今お互い忙しい中、母を感じることのできる唯一の繋がりと言っても過言ではない。
寂しい。
なんてこの年で言うものでもないし、恥ずかしいから決して言わないが、やっぱりちょっと物足りなさはある。
昔は本当にうっとおしいくらい俺にひっついていたのに、今では顔を合わせること自体滅多にない。
少しだけ昔のことを思い出しながら冷めたご飯を温め、小さな灯りを灯して母の作ってくれたご飯を食べる。
「あら。帰ったの?ぼっちゃんは遅くまでご苦労さまね」
おどけながら母が話しかけてきた。
「てっきり寝たのかと思った」
ご飯を食べながら母を見る。
夜は既に10時を過ぎていた。
多忙の母にとって10時は遅い。
「いやー喉乾いちゃってさ?よしよしちゃんと飯食ってるな。まだまだあるから食え食え。毎日綺麗に茶碗まで洗ってくれてるからちゃんと食べてるの分かるんだけどさ?ちゃんと飯食ってるの見れて安心したわ。こうやって話すのも久しぶりだもんね?元気か?」
とお茶を飲みながら俺の向かい側に座って笑顔でこっちを見る母の顔はちょっと疲れ気味だ。

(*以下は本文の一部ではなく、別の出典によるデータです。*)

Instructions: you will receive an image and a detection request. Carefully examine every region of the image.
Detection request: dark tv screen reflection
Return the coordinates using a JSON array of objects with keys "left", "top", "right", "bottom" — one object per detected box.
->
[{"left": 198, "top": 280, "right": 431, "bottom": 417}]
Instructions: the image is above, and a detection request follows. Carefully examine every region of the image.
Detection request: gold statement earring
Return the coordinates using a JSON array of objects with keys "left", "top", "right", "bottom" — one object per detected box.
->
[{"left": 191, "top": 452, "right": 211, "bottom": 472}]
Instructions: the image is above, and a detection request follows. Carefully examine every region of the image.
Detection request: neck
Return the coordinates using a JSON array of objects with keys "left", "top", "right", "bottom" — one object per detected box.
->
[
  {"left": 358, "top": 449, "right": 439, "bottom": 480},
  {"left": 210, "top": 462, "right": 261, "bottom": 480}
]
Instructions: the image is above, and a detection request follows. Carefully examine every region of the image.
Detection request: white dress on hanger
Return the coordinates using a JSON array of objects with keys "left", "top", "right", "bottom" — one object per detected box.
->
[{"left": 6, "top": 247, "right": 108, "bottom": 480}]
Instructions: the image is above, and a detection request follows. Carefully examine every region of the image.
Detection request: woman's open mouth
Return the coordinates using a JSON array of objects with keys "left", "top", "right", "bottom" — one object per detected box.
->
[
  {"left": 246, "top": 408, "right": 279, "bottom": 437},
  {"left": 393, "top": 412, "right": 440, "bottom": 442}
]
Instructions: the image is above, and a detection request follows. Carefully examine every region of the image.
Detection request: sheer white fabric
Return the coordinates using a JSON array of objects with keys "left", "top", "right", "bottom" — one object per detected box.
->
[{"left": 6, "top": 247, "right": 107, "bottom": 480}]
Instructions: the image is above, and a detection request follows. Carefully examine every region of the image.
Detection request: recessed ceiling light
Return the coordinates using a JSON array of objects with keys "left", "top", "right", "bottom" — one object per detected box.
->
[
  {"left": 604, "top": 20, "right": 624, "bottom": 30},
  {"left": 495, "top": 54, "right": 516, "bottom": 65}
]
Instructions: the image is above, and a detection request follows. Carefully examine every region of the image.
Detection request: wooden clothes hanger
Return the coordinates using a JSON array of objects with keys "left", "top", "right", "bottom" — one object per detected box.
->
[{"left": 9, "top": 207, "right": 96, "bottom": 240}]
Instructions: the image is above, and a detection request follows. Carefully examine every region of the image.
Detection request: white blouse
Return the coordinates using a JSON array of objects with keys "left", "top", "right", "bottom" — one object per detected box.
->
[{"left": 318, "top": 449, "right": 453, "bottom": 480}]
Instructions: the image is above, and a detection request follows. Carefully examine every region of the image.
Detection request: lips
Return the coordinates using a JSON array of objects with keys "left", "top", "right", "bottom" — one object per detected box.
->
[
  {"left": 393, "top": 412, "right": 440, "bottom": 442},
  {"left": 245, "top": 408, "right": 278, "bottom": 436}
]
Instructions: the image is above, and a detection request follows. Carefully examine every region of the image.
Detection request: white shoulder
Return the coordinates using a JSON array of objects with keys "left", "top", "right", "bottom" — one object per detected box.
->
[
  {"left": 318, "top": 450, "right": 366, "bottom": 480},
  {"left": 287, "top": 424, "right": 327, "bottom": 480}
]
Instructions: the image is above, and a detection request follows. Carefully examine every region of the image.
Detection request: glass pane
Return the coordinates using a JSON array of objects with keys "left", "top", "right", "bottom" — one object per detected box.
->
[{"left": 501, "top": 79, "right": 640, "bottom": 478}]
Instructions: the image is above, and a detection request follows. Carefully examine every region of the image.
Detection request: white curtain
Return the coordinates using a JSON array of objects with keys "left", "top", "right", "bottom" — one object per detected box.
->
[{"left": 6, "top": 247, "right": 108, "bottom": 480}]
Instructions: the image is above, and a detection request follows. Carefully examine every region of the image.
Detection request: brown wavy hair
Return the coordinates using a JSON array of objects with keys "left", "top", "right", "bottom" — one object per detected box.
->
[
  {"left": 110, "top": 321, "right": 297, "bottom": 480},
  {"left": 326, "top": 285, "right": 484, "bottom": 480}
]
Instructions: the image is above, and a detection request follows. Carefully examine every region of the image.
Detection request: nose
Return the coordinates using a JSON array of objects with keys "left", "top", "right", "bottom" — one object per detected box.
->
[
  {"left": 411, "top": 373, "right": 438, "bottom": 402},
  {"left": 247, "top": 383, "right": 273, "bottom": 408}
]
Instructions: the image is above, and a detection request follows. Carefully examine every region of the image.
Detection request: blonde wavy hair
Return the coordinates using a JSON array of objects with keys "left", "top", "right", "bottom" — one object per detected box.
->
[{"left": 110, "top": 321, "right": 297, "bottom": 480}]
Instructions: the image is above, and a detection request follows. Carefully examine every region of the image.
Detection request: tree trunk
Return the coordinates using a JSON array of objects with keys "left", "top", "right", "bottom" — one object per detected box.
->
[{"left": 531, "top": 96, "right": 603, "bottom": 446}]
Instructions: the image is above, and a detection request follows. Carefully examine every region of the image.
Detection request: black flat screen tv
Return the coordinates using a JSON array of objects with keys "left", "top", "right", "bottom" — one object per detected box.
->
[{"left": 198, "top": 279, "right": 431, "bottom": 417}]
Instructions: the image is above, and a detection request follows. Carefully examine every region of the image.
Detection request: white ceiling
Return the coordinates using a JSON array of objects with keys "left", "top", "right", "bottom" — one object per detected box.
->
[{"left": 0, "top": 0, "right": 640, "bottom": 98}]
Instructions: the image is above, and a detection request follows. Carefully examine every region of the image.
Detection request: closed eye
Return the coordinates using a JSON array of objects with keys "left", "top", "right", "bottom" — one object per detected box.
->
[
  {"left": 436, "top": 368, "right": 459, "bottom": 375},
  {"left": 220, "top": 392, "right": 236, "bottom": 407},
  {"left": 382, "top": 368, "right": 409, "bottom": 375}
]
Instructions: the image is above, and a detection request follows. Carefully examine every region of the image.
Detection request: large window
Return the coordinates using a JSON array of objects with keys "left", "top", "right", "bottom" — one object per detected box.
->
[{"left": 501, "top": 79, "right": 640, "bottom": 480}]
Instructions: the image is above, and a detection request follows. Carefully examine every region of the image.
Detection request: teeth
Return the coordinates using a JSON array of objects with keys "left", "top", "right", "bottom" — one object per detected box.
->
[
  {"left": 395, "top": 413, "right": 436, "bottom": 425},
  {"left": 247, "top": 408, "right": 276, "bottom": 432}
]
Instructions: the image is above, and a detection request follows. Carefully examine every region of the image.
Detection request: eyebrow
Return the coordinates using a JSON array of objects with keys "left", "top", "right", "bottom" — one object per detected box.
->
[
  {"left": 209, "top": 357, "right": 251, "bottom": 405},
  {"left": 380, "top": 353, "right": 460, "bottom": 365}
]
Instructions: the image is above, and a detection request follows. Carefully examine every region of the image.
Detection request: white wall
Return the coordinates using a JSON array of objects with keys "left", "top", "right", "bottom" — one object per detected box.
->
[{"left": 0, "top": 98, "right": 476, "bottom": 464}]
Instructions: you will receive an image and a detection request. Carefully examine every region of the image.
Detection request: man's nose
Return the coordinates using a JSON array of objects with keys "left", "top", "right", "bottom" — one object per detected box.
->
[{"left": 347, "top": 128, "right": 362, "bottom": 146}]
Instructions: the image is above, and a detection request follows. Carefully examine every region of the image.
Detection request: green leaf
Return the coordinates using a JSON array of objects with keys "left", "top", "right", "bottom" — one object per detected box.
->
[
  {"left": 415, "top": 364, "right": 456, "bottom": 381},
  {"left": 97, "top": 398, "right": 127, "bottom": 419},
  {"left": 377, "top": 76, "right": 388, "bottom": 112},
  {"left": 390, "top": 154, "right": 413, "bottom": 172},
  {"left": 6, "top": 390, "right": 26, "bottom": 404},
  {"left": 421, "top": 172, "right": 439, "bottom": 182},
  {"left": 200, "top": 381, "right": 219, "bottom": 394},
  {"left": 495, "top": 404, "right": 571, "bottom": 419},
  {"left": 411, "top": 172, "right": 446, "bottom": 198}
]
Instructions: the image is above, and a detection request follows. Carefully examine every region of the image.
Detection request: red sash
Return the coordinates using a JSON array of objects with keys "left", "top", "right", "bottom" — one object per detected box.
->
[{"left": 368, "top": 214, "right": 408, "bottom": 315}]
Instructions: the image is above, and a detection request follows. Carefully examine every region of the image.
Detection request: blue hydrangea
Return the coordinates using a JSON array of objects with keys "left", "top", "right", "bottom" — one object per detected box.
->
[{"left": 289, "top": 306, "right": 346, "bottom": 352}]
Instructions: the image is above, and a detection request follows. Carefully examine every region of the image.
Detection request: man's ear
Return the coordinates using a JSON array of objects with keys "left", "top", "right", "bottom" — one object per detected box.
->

「母さんこそ。早く寝なよ?疲れてるんだろ?もう歳なんだから…無理するなよ」
「歳は余計。あんたのためさ。どうってことないよ。私はいいんだよ。あんただよあんた。毎日よく頑張ってるじゃん偉い!こんなことしかできない母ちゃんですまんよ」
と、飯食ってる俺の頭をぐちゃぐちゃに撫で回す
「飯食ってるんだけど…いつまでも子供扱いしないでくれよ」
「私の半分も生きてないがきんちょが何言ってんだよ。ほらほら食ったんなら風呂はいって寝ろ?残ったおかず適当に弁当に茶碗はそこに置いておく!いつもありがとうね?」
そう言って食べ終わった皿を片付ける母は嬉しそうだ。
俺からしたらこんなちょっとしたことで喜ぶ母を不思議に思うこともあるが、俺もちょっと嬉しい。
母との会話はやっぱり元気がでる。
本当に久しぶりで…
こういう時間作らないとなと改めて思った。
「なあ母さん」
「何?風呂あがったら暖かいお茶入れてあげるから早く入ってきな?」
茶碗を洗っている母の背に向かって「たまには…いいよなこういうの。久しぶりってのもあるけど…」と呟くと振り返った母の顔はとても照れくさそうで…
心底嬉しそうな顔をしていた。
そんな俺もちょっと照れくさい。
さっさと風呂に入って一緒にお茶を飲む。
ほっとするひと時に普段の疲れも癒された。
母も久しぶりに話すからかとても楽しそうだ。
貴重な母との時間もあと少しかもしれないなと思いながら母の話をゆっくりと聞いた。